L’attrait national de l’UFC dépendra de sa capacité à articuler une vision idéologique cohérente qui trouvera un écho au-delà de la classe moyenne urbaine. Leur perspective centriste doit se traduire par des politiques concrètes qui répondent à la fois aux aspirations de la classe ouvrière et aux frustrations de la classe moyenne. Combler le fossé socio-économique de l’Afrique du Sud, entre ceux qui sont piégés dans la pauvreté structurelle et ceux aliénés par la corruption des élites, nécessite une autorité morale et des compétences politiques stratégiques.
Le mouvement doit également éviter le danger éternel des startups sud-africaines : un consensus d’élite sans profondeur à la base. Sans une fondation organique parmi les jeunes, les travailleurs et les dirigeants communautaires, l’UFC risque de devenir juste un autre projet de professionnels mécontents. Un mouvement construit dans les salles de réunion et les studios de diffusion ne peut pas remplacer un mouvement ancré dans les expériences vécues des citoyens ordinaires.
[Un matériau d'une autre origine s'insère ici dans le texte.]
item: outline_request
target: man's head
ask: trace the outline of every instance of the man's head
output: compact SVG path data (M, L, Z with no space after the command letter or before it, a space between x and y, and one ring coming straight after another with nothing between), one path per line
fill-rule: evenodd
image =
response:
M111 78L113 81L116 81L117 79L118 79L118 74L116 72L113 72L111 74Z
Sa durabilité dépendra en fin de compte de la question de savoir si les Sud-Africains en arriveront à considérer United for Change non seulement comme un autre parti, mais comme un réveil moral, un mouvement civique qui revendique la démocratie après la lassitude de la nostalgie de la libération et du théâtre de l’opposition. L’émergence de l’UFC témoigne du profond désir du pays de renouveau éthique et de restauration institutionnelle après des années d’érosion démocratique.
S’il parvient à fusionner une vision morale avec les exigences pragmatiques de la gouvernance, il pourrait devenir le nouveau centre de gravité du spectre politique changeant de l’Afrique du Sud, une force qui n’idéalise pas le passé ni ne cède à l’impatience populiste. Mais si cela échoue, cela confirmera simplement que la politique sud-africaine est devenue un cimetière de nobles intentions, où toute nouvelle expérience meurt sur l’autel de la convenance et de l’ego.
Les années à venir testeront donc si l’UFC peut transcender la rhétorique et le symbolisme pour devenir un véritable véhicule de renouveau national, ou si elle sera elle aussi dévorée par les lois impitoyables de la jungle politique dans laquelle elle cherche à naviguer.
Comme son homologue spirituel de l’autre côté de la frontière, le Parapluie pour le changement démocratique au Botswana sous la Douma de Boko, l’UFC offre un auvent métaphorique contre les tempêtes de la décadence politique et de la mauvaise gestion.
Le mouvement Boko cherchait à protéger les citoyens de près de soixante ans de règne ininterrompu du Parti démocratique du Botswana, où la démocratie était devenue une routine et un rituel de gouvernance. De la même manière, l’UFC cherche à protéger les Sud-Africains non seulement du désespoir, mais aussi sous le couvert d’une foi renouvelée dans la démocratie, le leadership et l’avenir collectif de la République.
* Zamikhaya Maseti est analyste en économie politique et titulaire d’une maîtrise en politique et économie politique sud-africaines de l’Université Nelson Mandela.
**Les opinions exprimées ne reflètent pas nécessairement celles d’IOL, d’Independent Media ou de The African.